Articolo disponibile anche in: Italian

The Divine Comedy was probably written before 1310, previous to the chronology hypothesized by the studious until now. It is one of the most significant clues that emerge from the current study being done by the Centro Pio Rajna on the “Officiolum”, written by Francesco da Barberino, the first witness to the Divine Comedy. A reproduction is now available from the Salerno publishing house.

The precious document, lost and then re-found in 2003, was presented in Tuscany for the first time a few weeks ago: it was then given to the president of the Italian Republic, Sergio Mattarella.

Francesco da Barberino (1264-1348), was a Ghibelline jurist, poet, and writer of treatises. He was the first to mention the Divine Comedy and to attest to the knowledge of the first canticle when the poem was still being composed. “L’Officiolum” was edited and decorated by him between 1304 and 1309 and is the oldest prayer text known to be produced in Italy.

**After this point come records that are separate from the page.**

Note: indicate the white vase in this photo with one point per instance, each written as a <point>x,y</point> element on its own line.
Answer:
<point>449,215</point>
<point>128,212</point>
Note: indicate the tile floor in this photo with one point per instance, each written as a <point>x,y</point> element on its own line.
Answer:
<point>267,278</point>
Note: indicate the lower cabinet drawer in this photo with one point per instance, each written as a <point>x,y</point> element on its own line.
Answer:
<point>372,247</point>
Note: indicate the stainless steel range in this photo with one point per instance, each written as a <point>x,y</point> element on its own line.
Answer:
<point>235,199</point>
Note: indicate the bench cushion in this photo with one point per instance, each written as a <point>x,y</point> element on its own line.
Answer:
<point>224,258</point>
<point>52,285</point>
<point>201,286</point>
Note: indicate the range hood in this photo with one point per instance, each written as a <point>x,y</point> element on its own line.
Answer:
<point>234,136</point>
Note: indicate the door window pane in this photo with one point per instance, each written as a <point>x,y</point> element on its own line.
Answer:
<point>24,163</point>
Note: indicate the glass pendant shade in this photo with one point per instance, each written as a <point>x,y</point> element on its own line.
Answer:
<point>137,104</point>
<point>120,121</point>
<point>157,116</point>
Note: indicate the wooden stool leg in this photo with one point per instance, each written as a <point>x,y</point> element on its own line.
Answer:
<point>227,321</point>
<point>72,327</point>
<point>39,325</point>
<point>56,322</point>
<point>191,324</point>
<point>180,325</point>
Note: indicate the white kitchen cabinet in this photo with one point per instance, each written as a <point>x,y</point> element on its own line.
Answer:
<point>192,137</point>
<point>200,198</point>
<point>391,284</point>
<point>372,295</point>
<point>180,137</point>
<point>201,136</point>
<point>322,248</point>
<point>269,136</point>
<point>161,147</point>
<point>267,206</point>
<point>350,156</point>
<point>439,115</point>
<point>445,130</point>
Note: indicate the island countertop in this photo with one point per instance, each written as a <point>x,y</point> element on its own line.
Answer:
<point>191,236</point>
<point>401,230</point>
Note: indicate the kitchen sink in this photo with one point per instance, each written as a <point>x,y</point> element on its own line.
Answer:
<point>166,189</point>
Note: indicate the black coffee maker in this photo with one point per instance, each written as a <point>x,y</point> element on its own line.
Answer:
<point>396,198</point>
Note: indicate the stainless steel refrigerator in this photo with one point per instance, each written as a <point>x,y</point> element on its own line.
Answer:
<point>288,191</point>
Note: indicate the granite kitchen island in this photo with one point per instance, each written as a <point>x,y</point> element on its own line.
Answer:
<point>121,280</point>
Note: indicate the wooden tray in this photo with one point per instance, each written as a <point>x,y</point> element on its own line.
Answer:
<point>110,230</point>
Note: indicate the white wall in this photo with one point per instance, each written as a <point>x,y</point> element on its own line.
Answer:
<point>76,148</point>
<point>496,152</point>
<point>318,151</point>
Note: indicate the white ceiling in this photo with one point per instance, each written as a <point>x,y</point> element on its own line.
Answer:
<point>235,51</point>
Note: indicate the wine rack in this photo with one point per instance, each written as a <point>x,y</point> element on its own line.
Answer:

It contains text in Latin and the vernacular illustrated by a refined iconographic apparatus, where we can see hints of 2 great contemporaries of Francesco… Dante and Giotto. The loss of the manuscript had been mourned for a long time, until the propitious finding in the spring/summer of 2003.

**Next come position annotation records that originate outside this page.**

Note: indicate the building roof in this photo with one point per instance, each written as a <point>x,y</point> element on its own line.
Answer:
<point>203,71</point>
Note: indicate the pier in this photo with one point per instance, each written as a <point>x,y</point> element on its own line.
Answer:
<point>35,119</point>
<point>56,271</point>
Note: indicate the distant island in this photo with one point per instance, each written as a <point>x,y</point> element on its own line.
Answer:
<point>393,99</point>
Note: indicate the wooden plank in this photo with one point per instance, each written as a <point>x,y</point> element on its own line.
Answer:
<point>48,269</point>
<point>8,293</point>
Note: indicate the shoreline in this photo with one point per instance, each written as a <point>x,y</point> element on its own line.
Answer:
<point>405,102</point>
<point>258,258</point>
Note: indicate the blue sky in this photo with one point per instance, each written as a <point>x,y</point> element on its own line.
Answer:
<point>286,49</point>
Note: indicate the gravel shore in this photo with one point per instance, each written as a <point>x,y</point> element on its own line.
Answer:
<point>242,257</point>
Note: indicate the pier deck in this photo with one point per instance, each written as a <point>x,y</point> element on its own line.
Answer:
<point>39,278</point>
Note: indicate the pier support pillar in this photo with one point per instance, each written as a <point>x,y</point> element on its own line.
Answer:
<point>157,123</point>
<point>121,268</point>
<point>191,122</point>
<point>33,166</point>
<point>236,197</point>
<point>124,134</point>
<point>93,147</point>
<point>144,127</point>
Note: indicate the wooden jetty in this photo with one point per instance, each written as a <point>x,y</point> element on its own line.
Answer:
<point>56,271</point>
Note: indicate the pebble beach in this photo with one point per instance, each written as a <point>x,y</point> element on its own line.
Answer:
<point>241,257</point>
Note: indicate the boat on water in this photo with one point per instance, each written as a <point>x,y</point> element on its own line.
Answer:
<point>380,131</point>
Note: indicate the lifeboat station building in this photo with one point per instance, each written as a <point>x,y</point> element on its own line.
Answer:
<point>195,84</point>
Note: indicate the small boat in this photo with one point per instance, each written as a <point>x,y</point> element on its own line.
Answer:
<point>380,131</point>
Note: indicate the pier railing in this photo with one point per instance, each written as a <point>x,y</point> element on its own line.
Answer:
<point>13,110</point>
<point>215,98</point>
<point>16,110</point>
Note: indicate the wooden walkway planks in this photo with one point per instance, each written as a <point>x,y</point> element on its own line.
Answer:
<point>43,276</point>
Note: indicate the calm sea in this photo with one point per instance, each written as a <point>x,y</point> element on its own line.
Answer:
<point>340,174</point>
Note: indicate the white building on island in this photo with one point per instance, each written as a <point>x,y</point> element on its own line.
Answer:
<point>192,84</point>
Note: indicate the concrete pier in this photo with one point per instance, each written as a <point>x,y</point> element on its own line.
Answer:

It uncovered new horizons in middle Italian high culture (Tuscany-Emilia Romagna-Veneto) between the end of the 13th century and the beginning of the 14th. It focuses on illustrious names like Giotto for figurative art and Dante for the linguistic and literary.

The reproduction in facsimile, faithful to the original, offers a precious documentation open to the perusal of the public, of the most spectacular iconographic invention of miniature art between the 1200’s and 1300’s. The masterpiece, unpredictable in its magnificence, shows the work of an extraordinary intellectual of the autumn of the middle ages.